Wearing his producer hat, Apatow has behind such flicks such as Anchorman: the Legend of Ron Burgundy, Superbad and Bridesmaids, to name just three.
His directing credits are less impressive, including his last, very poor effort, 2015’s literal Trainwreck.
For his latest stab at directing, he returns to more familiar ground, that of the coming of age genre.
Living on what many consider the least sexy part of New York – Staten Island – is stoner Scott (Pete Davidson). His home life is about to be severely disrupted as his sister is leaving home for college. As his father, a fire fighter, died in the line of duty when Scott was only seven, he will only have his mum Margie (Marisa Tomei) to look after him.
To be fair, he should be able to look after himself, seeing that he’s 24-years-old, but Scott struggles with, well, life itself.
Things become even more chaotic at home, when his mum has the cheek to start dating again, even though it’s only been 17 years since his father died. To complicated matters, her beau Ray (Bill Burr), also happens to be a fire fighter.
With Scott cruising, in no particular direction up until this point in proceedings, these changes violently disrupt his casual outlook, forcing him to re-evaluate what the hell he’s going to do with the rest of his life.
The most important element to the coming of age flick – as Apatow knows full well – is that your main protagonist is king. Ironically, despite the film’s title, his main character is anything but. Davidson’s Scott is someone who is unequivocally impossible to love. Even if you take away the fact that he’s a stoner living at home at the age of 24, he lacks any kind of charisma that would want you to root for him.

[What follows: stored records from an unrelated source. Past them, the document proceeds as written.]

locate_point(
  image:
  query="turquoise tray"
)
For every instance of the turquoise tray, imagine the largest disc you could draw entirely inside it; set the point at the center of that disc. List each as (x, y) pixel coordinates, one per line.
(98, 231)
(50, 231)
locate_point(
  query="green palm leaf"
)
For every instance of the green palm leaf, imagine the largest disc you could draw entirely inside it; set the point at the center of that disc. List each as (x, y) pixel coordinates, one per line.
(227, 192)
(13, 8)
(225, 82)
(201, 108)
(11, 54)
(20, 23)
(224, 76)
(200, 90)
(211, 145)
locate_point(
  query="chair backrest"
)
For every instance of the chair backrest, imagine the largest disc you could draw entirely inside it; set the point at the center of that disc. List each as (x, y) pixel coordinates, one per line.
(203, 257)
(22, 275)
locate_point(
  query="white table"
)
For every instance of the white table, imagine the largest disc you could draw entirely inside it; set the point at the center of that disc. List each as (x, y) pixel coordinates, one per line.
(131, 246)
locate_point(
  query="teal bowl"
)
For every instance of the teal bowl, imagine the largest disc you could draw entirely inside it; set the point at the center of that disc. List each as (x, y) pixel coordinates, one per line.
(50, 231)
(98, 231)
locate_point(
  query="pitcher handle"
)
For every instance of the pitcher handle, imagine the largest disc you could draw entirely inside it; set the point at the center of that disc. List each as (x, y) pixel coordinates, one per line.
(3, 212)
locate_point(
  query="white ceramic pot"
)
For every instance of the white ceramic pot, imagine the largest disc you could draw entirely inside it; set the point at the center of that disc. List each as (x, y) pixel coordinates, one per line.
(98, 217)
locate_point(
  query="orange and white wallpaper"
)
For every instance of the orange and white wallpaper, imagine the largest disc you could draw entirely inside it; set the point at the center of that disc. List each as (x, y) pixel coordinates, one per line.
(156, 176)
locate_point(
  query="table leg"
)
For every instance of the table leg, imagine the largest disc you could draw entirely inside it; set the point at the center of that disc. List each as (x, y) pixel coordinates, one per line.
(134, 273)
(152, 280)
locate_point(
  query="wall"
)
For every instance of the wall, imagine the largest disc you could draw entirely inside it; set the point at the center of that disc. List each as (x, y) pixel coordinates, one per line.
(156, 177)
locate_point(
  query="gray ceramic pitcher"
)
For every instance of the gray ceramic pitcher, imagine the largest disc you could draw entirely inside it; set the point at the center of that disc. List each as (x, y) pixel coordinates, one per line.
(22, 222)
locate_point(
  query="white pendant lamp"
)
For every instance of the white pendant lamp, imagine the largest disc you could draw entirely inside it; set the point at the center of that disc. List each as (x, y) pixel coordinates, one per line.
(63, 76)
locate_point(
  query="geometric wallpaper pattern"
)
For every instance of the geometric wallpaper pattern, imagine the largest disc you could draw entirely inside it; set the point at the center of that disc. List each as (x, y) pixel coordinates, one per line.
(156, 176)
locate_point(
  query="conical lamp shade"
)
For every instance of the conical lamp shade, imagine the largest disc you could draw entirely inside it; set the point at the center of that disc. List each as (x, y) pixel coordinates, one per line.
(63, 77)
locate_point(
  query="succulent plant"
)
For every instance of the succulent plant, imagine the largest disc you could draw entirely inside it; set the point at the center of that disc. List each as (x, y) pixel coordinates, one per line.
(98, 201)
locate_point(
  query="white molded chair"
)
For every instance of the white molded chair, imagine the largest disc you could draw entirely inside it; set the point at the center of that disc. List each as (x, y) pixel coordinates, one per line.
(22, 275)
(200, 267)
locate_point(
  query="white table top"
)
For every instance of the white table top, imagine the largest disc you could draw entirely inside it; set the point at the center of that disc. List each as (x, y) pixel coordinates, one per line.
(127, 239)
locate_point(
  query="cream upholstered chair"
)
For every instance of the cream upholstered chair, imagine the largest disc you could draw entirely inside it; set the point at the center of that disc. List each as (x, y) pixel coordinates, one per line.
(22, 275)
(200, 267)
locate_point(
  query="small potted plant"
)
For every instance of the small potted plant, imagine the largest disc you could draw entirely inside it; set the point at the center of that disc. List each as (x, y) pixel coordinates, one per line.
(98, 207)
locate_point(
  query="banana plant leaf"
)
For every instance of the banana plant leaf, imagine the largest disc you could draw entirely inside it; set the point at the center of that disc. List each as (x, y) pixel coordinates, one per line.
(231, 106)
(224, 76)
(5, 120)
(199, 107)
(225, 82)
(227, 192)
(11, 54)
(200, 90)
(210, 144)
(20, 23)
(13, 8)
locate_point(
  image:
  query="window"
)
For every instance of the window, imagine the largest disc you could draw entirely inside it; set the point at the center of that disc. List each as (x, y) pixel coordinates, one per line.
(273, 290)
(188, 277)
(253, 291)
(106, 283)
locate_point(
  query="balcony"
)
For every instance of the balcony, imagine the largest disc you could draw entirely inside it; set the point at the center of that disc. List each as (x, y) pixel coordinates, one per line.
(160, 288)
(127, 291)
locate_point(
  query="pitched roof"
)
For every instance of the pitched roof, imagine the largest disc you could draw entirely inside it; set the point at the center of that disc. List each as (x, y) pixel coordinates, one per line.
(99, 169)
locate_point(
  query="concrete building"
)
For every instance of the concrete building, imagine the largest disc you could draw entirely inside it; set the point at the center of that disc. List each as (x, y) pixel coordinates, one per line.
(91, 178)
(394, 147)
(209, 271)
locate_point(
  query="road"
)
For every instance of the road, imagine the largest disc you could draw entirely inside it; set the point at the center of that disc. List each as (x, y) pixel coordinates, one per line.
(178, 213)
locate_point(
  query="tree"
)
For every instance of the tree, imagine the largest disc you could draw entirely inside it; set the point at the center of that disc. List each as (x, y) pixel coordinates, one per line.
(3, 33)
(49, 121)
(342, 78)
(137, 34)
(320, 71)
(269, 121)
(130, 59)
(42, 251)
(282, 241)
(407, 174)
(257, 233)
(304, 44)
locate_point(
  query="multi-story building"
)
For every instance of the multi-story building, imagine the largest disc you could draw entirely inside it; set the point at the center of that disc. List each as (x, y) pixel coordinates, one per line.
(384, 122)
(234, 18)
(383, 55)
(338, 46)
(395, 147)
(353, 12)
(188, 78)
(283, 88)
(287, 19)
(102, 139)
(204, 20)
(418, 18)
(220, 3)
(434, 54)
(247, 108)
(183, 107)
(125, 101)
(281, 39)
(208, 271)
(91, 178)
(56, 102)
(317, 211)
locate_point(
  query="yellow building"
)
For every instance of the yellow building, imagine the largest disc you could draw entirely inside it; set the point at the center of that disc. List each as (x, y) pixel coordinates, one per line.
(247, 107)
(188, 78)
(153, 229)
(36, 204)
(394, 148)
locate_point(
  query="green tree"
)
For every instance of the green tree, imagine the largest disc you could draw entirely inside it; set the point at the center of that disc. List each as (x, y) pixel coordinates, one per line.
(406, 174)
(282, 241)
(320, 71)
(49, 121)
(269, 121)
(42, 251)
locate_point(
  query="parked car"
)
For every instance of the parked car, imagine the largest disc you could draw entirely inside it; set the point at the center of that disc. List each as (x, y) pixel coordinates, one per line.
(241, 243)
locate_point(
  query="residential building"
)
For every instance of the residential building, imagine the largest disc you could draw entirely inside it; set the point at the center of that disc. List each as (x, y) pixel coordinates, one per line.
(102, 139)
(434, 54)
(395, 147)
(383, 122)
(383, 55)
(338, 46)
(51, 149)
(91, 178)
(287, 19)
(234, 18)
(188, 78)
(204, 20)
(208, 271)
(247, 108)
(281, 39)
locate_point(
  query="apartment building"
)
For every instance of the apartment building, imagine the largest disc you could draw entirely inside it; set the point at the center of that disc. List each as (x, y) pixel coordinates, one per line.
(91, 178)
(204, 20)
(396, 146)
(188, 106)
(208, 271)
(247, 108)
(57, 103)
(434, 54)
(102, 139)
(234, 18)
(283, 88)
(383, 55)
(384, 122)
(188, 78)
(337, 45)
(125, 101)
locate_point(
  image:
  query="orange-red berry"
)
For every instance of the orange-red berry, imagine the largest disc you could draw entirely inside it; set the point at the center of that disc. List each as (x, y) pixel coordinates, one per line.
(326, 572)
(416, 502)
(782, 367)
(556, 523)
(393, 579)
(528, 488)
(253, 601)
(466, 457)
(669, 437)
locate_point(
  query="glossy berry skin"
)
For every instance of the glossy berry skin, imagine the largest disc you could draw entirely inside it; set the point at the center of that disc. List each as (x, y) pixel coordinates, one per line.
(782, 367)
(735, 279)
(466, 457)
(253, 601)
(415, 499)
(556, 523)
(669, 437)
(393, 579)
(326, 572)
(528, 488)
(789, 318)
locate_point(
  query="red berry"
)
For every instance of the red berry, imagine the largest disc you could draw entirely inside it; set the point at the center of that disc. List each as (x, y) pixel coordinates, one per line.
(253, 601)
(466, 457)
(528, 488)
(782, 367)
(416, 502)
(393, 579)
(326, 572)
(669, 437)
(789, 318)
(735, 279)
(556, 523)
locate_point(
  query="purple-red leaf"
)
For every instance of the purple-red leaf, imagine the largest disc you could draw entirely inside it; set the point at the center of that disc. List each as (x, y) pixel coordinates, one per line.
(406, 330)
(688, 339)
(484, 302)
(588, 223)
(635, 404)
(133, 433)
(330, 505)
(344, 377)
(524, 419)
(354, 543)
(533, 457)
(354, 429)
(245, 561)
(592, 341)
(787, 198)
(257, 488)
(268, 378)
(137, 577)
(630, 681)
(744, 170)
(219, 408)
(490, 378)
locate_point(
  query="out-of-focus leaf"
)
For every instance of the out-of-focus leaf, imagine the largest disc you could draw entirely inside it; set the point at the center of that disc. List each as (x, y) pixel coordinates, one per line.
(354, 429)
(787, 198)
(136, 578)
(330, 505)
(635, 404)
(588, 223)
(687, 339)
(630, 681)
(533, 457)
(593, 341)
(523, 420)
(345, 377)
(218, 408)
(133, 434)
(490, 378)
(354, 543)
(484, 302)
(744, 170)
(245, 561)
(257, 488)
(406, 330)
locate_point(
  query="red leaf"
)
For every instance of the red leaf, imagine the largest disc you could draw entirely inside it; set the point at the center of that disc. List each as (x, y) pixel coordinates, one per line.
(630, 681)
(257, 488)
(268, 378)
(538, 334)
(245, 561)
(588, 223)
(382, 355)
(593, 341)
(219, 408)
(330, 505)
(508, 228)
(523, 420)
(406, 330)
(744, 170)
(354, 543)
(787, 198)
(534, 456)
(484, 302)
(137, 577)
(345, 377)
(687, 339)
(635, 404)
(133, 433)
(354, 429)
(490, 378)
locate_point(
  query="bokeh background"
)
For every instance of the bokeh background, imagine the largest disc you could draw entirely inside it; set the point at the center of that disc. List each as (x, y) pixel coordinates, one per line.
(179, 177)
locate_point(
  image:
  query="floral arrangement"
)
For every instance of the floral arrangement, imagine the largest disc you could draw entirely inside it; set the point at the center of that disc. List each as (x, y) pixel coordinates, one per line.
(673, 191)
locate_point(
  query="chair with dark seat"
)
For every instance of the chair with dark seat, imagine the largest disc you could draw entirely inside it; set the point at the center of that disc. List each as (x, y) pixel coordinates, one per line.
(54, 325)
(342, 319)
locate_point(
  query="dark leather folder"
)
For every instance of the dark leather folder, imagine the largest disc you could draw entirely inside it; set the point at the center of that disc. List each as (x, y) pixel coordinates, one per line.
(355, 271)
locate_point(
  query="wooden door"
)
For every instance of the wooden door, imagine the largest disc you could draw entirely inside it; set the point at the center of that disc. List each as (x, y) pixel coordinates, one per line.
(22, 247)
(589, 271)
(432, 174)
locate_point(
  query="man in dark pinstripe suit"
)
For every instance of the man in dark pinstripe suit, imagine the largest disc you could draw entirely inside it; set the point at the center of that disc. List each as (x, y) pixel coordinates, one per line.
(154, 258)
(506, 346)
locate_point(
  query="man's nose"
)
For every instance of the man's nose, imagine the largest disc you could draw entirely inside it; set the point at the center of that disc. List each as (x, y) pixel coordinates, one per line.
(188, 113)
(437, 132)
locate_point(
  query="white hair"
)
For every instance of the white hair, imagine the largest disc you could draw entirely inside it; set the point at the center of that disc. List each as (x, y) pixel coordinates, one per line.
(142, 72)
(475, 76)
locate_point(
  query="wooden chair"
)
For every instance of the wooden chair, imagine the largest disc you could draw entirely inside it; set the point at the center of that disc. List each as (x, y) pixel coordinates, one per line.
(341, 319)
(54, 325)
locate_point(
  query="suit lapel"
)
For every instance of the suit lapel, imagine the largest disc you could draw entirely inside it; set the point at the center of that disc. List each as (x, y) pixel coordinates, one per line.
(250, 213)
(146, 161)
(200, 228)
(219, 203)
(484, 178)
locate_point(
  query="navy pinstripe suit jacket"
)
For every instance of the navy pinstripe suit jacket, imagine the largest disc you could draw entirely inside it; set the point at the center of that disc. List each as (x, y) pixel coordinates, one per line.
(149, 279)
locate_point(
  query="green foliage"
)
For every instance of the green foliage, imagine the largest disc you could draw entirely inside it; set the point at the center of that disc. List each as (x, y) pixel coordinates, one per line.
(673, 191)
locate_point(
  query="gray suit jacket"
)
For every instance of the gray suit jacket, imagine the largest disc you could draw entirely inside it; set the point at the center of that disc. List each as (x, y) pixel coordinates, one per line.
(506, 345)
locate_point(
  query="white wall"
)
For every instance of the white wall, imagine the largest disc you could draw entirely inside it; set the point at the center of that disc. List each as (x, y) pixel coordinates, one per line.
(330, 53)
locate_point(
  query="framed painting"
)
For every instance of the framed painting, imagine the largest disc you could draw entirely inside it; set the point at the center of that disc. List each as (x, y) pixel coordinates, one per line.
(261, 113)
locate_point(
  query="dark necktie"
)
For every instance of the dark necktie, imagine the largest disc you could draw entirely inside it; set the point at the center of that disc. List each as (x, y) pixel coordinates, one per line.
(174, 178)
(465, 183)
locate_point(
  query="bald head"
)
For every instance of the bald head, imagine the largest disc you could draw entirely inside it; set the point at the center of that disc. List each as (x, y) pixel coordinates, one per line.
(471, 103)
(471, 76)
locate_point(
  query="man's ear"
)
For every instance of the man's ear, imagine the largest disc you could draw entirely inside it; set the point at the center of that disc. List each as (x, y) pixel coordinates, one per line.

To make matters worse, Apatow surrounds him with characters that are both far more interesting and endearing. There’s his occasional girlfriend Kelsey, played brilliantly by Brit Bel Powey, whose dream of making Staten Island a better place to live is a far more attractive story. And then you have his mother, featuring the ever-wonderful Tomei; her character’s plight again is far more intriguing than Scott’s. And then you have any of his friends he hangs out with. And then you have just the few brief scenes that Steve Buscemi pops up in; we know very little about his character, but even finding out more about him would have been a far better journey.
Apatow certainly doesn’t do himself – or his audience for that matter – any favours, by having the film drag its heels for an hour too long. Its two hour and 16 minute duration only cements the boredom that comes with it.
He clearly even throws in a botched attempt at theft in the latter stages, in a last ditched attempt to inject some excitement into proceedings, which has no discernible impact on the main protagonist. There are also scenes set in the fire station that producers of Chicago Fire would have swiftly dismissed for being subpar.
Unfortunately for Apatow his latest venture is neither as funny as it should be, nor as dramatic as it wants to be, meaning that it fails royally on all fronts.